As a recent study suggests, the answer is no. While many models didn’t predict the relatively modest surface-warming “hiatus,” it’s not because they’re biased in favor of greenhouse-gas emissions’ warming effects. Rather, researchers report in Nature, these computer simulations just struggle to predict “chaotic” (or random) short-term changes in the climate system that can temporarily add or subtract from CO2 emissions’ warming effects.
It’s true that air temperatures have increased slower in the past 15 years or so, and climate models on average instead predicted much more warming. And scientists are slowly beginning to figure out why temperatures didn’t rise quite as much as expected.
One probable contributor is pure natural variability: Cyclical processes in the Earth’s climate and temporary changes in the amount of solar radiation that reach the Earth’s surface can introduce “blips” into the Earth’s warming trend. Right now, oceans may be temporarily sucking up more heat from the atmosphere than they normally do. Moreover, a temporary downturn in solar output and an increase in light-reflecting aerosol pollution (acting like a chemical sunblock of sorts) could also have partially masked CO2-driven warming.
But researchers Jochem Marotzke of the Max Planck Institute of Meteorology and Piers M. Forster of the University of Leeds also wanted to check whether climate models are biased, by testing how their temperature predictions stack up against reality. So the researchers tested how 114 model simulations that underpin last year’s assessment report of the U.N. Intergovernmental Panel on Climate Change (IPCC) performed — not just for the 15-year period from 1998-2012 but for all 15-year periods stretching back to 1900. If this analysis were to show that models consistently overestimated or underestimated the amount of warming that actually occurred, then they must have some sort of systematic bias.
As it turns out, however, the models did pretty well. In each 15-year period, the model simulations produced a range of predictions. But each 15-year interval’s actual temperature trend always fell somewhere in the models’ prediction range. Moreover, even when 15-year actual temperature trends did fall toward the edges of the corresponding predicted ranges, they weren’t consistently at the higher or lower edges. Basically, when the models were missing the mark, they weren’t doing so consistently in one direction.
So, it’s true that the IPCC model runs didn’t predict the recent warming slowdown. But as these findings show, they didn’t accurately predict certain other 15-year periods of warming accelerations or slowdowns in the past either, and it’s not because they were always overestimating warming. Indeed, in some 15-year periods, the models underestimated warming. Essentially, that means climate skeptics are cherry-picking when they point out that climate models didn’t predict the recent 15-year hiatus.

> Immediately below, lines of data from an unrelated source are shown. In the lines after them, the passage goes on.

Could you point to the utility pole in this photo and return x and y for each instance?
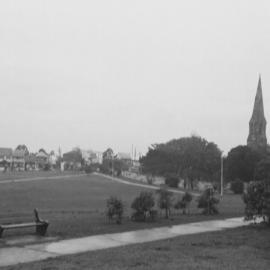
(221, 175)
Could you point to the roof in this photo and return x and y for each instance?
(19, 153)
(5, 152)
(42, 154)
(123, 156)
(31, 158)
(72, 156)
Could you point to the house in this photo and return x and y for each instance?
(72, 160)
(18, 159)
(52, 159)
(91, 157)
(31, 162)
(5, 158)
(42, 159)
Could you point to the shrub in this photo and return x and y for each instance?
(208, 202)
(237, 186)
(184, 202)
(165, 200)
(115, 209)
(88, 169)
(172, 181)
(142, 205)
(257, 200)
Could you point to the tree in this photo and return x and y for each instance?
(184, 203)
(24, 148)
(207, 201)
(115, 208)
(192, 158)
(165, 200)
(143, 205)
(172, 181)
(241, 163)
(257, 200)
(237, 186)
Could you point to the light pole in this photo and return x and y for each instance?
(221, 175)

That doesn’t entirely explain why the model simulations in a given year produced varying results to begin with, though. Was it due to differences in the underlying physics coded into the models? (The models differ slightly in terms of how much light they assume hits the Earth, how “sensitive” temperatures are to changes in CO2, and how much heat the oceans suck up.) Or was it just random fluctuations in the climate system? Or a combination? The researchers did a statistical analysis to answer that question.
In the end, none of those physical reasons was a major factor. Random fluctuations had 2.5 times the impact on the model predictions’ variations as all those physical factors together did, the researchers found. Only when the researchers used longer-term intervals (of more than 60 years) did differences in sunlight amount, ocean heat trapping or climate sensitivity start to make a big difference.
So climate models may not provide the perfect picture of what will happen to temperatures in a given short-term period (on 10- or 20-year scales). But maybe they simply can’t, due to the random ways in which climate can temporarily fluctuate. That doesn’t mean that climate models aren’t valuable to us. They still give us good sense of the long-term picture, the one that is more important for us to worry about anyway: that temperatures are increasing, and that natural factors can’t explain this increase.
As the researchers argue, then, their findings ought to put to rest assertions by climate “skeptics” that climate models overestimate how much warming we’re going to get.